The content optimization process can be overwhelming for marketers who have thousands of pages to sort through. It can be frustrating and confusing to figure out where to start. However, most of your problems can be solved with Google Analytics and Google Search Console. These two tools can give you an idea of which pages drive the most traffic to your website and which pages rank best.
Review your content and look for pages that are already performing well without optimized content. With a little polishing, you can improve these pages and significantly increase their rankings and traffic. With analytics, you can see that the content is already in high demand; you just have to work on the technical aspects to get a rankings boost.
Along with highlighting good content that could be doing great, try to find good content that ranks poorly and isn’t getting the traffic it deserves. This might be a long-form piece that provided valuable research or an e-book into which you invested a significant part of your marketing budget. These high-quality pages need SEO intensive care.
After you update the content with relevant information, see if you can give it new life. Promote the pieces in your marketing channels to drive traffic to the pages. Make sure you link to the piece on other internal pages to direct crawlers to it.
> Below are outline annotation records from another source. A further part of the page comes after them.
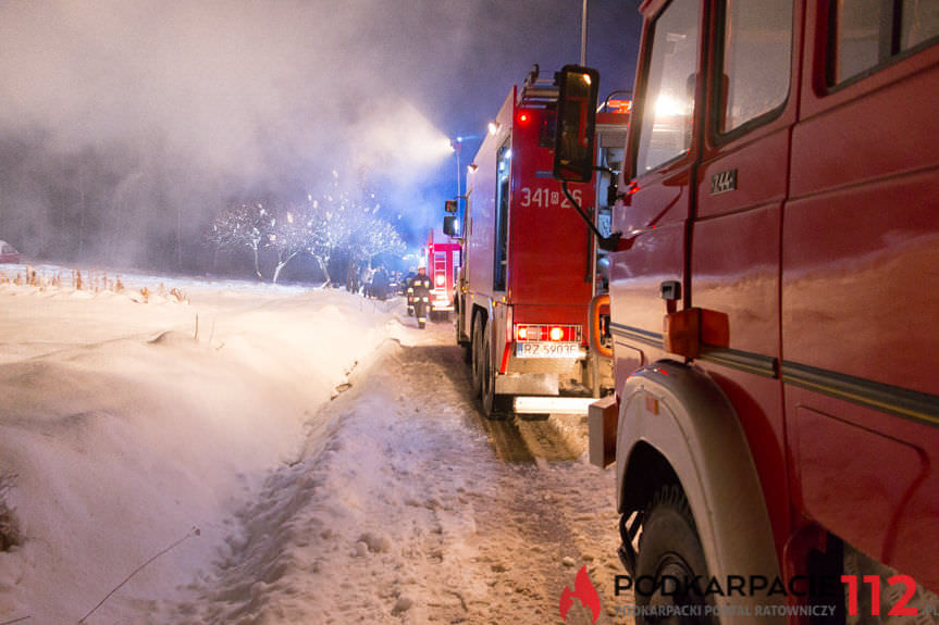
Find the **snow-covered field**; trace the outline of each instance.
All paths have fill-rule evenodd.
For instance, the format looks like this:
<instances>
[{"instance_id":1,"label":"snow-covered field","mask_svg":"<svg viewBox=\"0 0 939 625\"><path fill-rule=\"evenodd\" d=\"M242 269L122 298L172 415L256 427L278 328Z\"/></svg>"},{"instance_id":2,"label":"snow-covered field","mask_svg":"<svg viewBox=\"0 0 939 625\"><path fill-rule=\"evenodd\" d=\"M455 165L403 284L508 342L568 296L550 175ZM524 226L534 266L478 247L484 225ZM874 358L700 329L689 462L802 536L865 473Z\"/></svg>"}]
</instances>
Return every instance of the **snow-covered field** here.
<instances>
[{"instance_id":1,"label":"snow-covered field","mask_svg":"<svg viewBox=\"0 0 939 625\"><path fill-rule=\"evenodd\" d=\"M447 324L122 283L0 284L0 624L559 623L583 564L627 622L611 473L481 420Z\"/></svg>"}]
</instances>

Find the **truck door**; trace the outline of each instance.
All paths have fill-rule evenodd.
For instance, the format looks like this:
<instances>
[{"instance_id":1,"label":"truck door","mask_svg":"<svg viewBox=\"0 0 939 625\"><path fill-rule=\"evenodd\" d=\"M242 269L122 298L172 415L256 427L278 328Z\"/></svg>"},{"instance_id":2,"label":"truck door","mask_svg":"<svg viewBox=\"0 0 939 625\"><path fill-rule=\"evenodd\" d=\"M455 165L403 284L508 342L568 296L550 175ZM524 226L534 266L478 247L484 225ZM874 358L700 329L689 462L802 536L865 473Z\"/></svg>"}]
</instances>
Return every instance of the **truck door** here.
<instances>
[{"instance_id":1,"label":"truck door","mask_svg":"<svg viewBox=\"0 0 939 625\"><path fill-rule=\"evenodd\" d=\"M508 212L511 197L511 141L496 152L496 192L495 192L495 250L493 265L493 290L505 291L508 274Z\"/></svg>"},{"instance_id":2,"label":"truck door","mask_svg":"<svg viewBox=\"0 0 939 625\"><path fill-rule=\"evenodd\" d=\"M687 224L695 159L695 89L700 74L699 2L653 3L643 27L637 117L625 177L632 178L613 228L623 233L610 254L618 302L610 329L617 343L616 387L638 366L665 357L660 299L664 283L683 285ZM650 46L647 42L652 41ZM621 303L620 303L621 302ZM679 305L679 308L681 308Z\"/></svg>"},{"instance_id":3,"label":"truck door","mask_svg":"<svg viewBox=\"0 0 939 625\"><path fill-rule=\"evenodd\" d=\"M936 592L939 11L807 7L818 42L806 46L782 233L794 497Z\"/></svg>"},{"instance_id":4,"label":"truck door","mask_svg":"<svg viewBox=\"0 0 939 625\"><path fill-rule=\"evenodd\" d=\"M726 334L703 336L700 364L738 407L781 551L789 500L779 380L779 236L798 104L793 67L800 47L793 25L801 22L793 0L718 2L715 11L690 297L726 324Z\"/></svg>"}]
</instances>

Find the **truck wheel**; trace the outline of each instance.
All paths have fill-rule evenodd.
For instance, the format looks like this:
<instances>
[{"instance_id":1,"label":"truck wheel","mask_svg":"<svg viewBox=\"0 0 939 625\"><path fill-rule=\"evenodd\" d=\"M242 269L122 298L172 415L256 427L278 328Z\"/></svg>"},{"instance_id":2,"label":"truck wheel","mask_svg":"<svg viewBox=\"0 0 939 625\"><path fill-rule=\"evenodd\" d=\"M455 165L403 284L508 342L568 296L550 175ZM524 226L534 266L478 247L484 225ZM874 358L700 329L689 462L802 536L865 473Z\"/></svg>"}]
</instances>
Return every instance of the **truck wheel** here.
<instances>
[{"instance_id":1,"label":"truck wheel","mask_svg":"<svg viewBox=\"0 0 939 625\"><path fill-rule=\"evenodd\" d=\"M480 392L482 392L482 375L483 375L483 354L482 354L482 340L483 340L483 318L479 315L473 323L473 340L470 346L470 351L472 352L472 396L479 397Z\"/></svg>"},{"instance_id":2,"label":"truck wheel","mask_svg":"<svg viewBox=\"0 0 939 625\"><path fill-rule=\"evenodd\" d=\"M487 418L505 418L504 398L495 393L496 368L492 363L492 324L486 324L483 330L483 366L482 366L482 410Z\"/></svg>"},{"instance_id":3,"label":"truck wheel","mask_svg":"<svg viewBox=\"0 0 939 625\"><path fill-rule=\"evenodd\" d=\"M699 585L699 591L694 588L676 587L675 583L668 584L669 579L694 579L695 576L704 580ZM717 623L711 615L704 615L704 607L711 604L704 595L708 579L707 564L688 499L676 485L660 488L652 499L639 539L635 578L645 580L642 584L638 582L639 585L634 589L637 605L696 607L683 611L692 614L688 616L676 614L666 618L647 620L638 615L637 625L651 623L714 625ZM660 579L665 579L666 583L659 584Z\"/></svg>"}]
</instances>

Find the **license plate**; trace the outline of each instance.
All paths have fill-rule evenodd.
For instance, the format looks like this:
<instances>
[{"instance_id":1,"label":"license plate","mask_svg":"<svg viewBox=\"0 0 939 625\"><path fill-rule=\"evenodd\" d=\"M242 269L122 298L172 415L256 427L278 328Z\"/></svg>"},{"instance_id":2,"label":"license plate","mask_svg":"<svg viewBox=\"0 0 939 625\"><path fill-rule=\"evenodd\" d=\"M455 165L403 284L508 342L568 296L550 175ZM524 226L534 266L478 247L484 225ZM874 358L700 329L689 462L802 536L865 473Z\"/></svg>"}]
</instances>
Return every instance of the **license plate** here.
<instances>
[{"instance_id":1,"label":"license plate","mask_svg":"<svg viewBox=\"0 0 939 625\"><path fill-rule=\"evenodd\" d=\"M516 358L580 358L576 342L517 342Z\"/></svg>"}]
</instances>

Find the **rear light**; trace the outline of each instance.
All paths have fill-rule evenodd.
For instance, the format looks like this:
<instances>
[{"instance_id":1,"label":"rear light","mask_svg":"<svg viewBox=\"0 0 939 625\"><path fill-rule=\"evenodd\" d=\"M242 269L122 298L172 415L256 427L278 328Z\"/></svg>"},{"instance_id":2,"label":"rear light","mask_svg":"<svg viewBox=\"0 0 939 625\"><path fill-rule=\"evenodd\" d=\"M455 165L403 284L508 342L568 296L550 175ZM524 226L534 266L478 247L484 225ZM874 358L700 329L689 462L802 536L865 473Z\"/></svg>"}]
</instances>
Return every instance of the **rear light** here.
<instances>
[{"instance_id":1,"label":"rear light","mask_svg":"<svg viewBox=\"0 0 939 625\"><path fill-rule=\"evenodd\" d=\"M572 324L516 324L515 336L520 341L580 342L582 335L581 326Z\"/></svg>"}]
</instances>

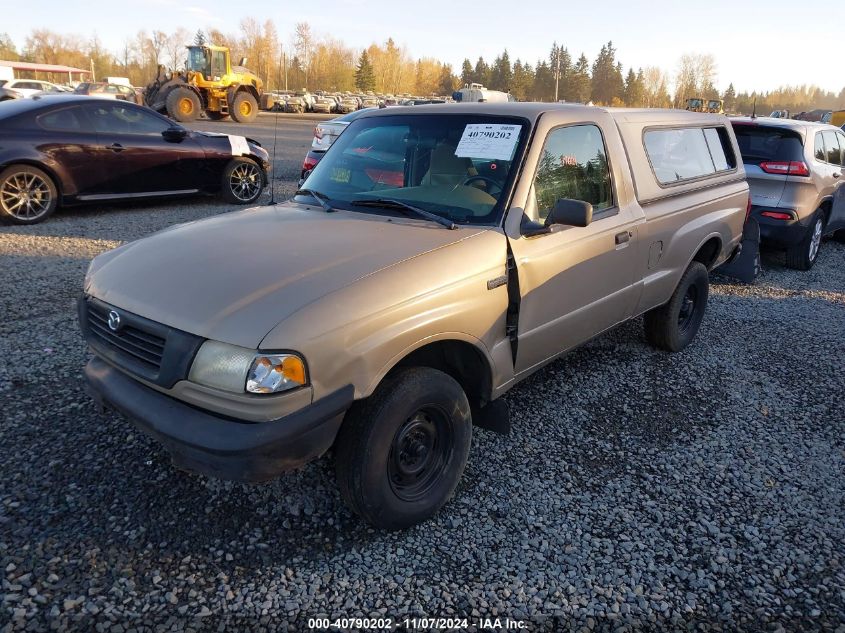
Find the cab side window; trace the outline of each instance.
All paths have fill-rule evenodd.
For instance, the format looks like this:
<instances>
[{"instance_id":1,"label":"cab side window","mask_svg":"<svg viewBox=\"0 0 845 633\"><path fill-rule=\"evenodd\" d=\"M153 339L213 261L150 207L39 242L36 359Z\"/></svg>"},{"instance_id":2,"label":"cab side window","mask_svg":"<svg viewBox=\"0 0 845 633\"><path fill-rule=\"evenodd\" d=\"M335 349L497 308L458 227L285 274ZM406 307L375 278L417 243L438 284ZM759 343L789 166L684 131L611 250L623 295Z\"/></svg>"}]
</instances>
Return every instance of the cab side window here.
<instances>
[{"instance_id":1,"label":"cab side window","mask_svg":"<svg viewBox=\"0 0 845 633\"><path fill-rule=\"evenodd\" d=\"M100 134L160 135L170 124L141 108L117 103L98 103L88 106L94 129Z\"/></svg>"},{"instance_id":2,"label":"cab side window","mask_svg":"<svg viewBox=\"0 0 845 633\"><path fill-rule=\"evenodd\" d=\"M841 132L836 133L836 138L839 139L839 149L841 151L839 164L845 167L845 134Z\"/></svg>"},{"instance_id":3,"label":"cab side window","mask_svg":"<svg viewBox=\"0 0 845 633\"><path fill-rule=\"evenodd\" d=\"M226 53L213 51L211 53L211 74L222 76L226 74Z\"/></svg>"},{"instance_id":4,"label":"cab side window","mask_svg":"<svg viewBox=\"0 0 845 633\"><path fill-rule=\"evenodd\" d=\"M827 153L825 152L825 149L824 149L824 141L822 140L822 133L821 132L816 132L815 143L816 143L815 146L814 146L815 151L813 153L813 156L815 157L816 160L826 162L827 161Z\"/></svg>"},{"instance_id":5,"label":"cab side window","mask_svg":"<svg viewBox=\"0 0 845 633\"><path fill-rule=\"evenodd\" d=\"M534 191L541 222L561 198L589 202L594 213L613 206L607 149L598 126L573 125L549 133Z\"/></svg>"},{"instance_id":6,"label":"cab side window","mask_svg":"<svg viewBox=\"0 0 845 633\"><path fill-rule=\"evenodd\" d=\"M87 132L81 109L77 106L53 110L40 115L36 121L45 130L57 132Z\"/></svg>"}]
</instances>

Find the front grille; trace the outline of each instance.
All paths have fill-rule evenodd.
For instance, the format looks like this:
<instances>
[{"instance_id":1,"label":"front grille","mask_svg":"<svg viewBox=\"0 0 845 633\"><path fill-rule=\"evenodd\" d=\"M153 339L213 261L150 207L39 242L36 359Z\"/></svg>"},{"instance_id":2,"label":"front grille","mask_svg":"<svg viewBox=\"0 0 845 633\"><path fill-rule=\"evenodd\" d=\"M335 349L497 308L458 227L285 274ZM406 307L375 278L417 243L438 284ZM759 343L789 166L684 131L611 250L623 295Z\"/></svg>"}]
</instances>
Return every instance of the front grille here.
<instances>
[{"instance_id":1,"label":"front grille","mask_svg":"<svg viewBox=\"0 0 845 633\"><path fill-rule=\"evenodd\" d=\"M109 312L120 325L109 327ZM91 350L100 358L167 389L188 377L202 337L151 321L94 297L79 300L79 323Z\"/></svg>"},{"instance_id":2,"label":"front grille","mask_svg":"<svg viewBox=\"0 0 845 633\"><path fill-rule=\"evenodd\" d=\"M161 368L165 344L161 336L130 324L122 325L114 331L108 325L108 310L92 303L88 304L88 328L102 344L113 348L118 354L128 355L152 373L158 373Z\"/></svg>"}]
</instances>

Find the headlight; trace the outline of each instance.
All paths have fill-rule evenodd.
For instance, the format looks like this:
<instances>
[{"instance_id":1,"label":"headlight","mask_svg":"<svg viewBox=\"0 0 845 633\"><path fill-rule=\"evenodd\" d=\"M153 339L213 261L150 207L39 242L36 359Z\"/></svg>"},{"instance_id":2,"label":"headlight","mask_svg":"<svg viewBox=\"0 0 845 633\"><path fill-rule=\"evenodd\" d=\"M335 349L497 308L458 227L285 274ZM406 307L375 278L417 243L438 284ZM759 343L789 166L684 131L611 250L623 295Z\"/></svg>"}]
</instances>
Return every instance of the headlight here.
<instances>
[{"instance_id":1,"label":"headlight","mask_svg":"<svg viewBox=\"0 0 845 633\"><path fill-rule=\"evenodd\" d=\"M295 354L268 354L206 341L197 352L188 379L232 393L279 393L308 382L305 363Z\"/></svg>"}]
</instances>

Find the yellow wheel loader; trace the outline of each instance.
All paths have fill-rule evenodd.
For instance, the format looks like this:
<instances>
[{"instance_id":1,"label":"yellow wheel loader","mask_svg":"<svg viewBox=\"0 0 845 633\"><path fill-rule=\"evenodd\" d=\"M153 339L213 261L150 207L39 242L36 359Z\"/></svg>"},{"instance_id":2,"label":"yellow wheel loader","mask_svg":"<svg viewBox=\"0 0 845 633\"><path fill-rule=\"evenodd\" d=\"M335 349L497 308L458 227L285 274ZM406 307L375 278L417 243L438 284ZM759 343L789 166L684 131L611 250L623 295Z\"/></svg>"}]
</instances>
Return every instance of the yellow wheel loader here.
<instances>
[{"instance_id":1,"label":"yellow wheel loader","mask_svg":"<svg viewBox=\"0 0 845 633\"><path fill-rule=\"evenodd\" d=\"M201 113L219 121L231 116L250 123L258 116L263 84L254 73L232 66L225 46L188 46L188 63L180 73L159 66L158 77L144 93L146 104L177 121L193 121Z\"/></svg>"}]
</instances>

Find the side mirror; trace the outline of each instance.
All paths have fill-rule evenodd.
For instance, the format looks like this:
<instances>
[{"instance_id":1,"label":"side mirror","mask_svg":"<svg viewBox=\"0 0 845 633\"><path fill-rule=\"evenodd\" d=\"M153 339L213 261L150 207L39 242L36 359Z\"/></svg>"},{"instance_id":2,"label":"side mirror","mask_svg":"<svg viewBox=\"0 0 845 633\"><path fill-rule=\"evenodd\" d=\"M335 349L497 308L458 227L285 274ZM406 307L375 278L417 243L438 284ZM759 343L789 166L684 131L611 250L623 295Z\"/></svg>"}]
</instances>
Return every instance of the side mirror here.
<instances>
[{"instance_id":1,"label":"side mirror","mask_svg":"<svg viewBox=\"0 0 845 633\"><path fill-rule=\"evenodd\" d=\"M188 130L183 127L169 127L161 133L161 136L168 143L181 143L188 136Z\"/></svg>"},{"instance_id":2,"label":"side mirror","mask_svg":"<svg viewBox=\"0 0 845 633\"><path fill-rule=\"evenodd\" d=\"M593 205L583 200L561 198L546 218L546 226L565 224L566 226L588 226L593 221Z\"/></svg>"}]
</instances>

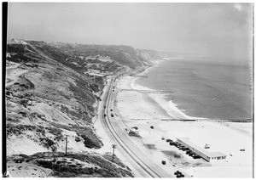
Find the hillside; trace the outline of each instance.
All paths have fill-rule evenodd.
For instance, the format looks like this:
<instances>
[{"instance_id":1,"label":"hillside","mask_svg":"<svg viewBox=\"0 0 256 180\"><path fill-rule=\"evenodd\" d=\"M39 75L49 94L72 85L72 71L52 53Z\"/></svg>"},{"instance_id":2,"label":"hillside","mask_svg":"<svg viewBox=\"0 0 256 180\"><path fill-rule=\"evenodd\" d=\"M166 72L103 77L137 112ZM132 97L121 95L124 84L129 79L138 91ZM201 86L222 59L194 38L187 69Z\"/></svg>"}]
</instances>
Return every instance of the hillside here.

Try to make the content as shareable as possible.
No one wants to see their valuable content flounder and fail to gain social traction. Viewing older content with new eyes can help you see where you went wrong and how you can fix the situation.
Your content can make or break your marketing efforts. There’s no point in driving users to stale, outdated pages that are hard to read. Make sure you’re putting your best content foot forward with content optimization so your website’s visitors read, share, and convert.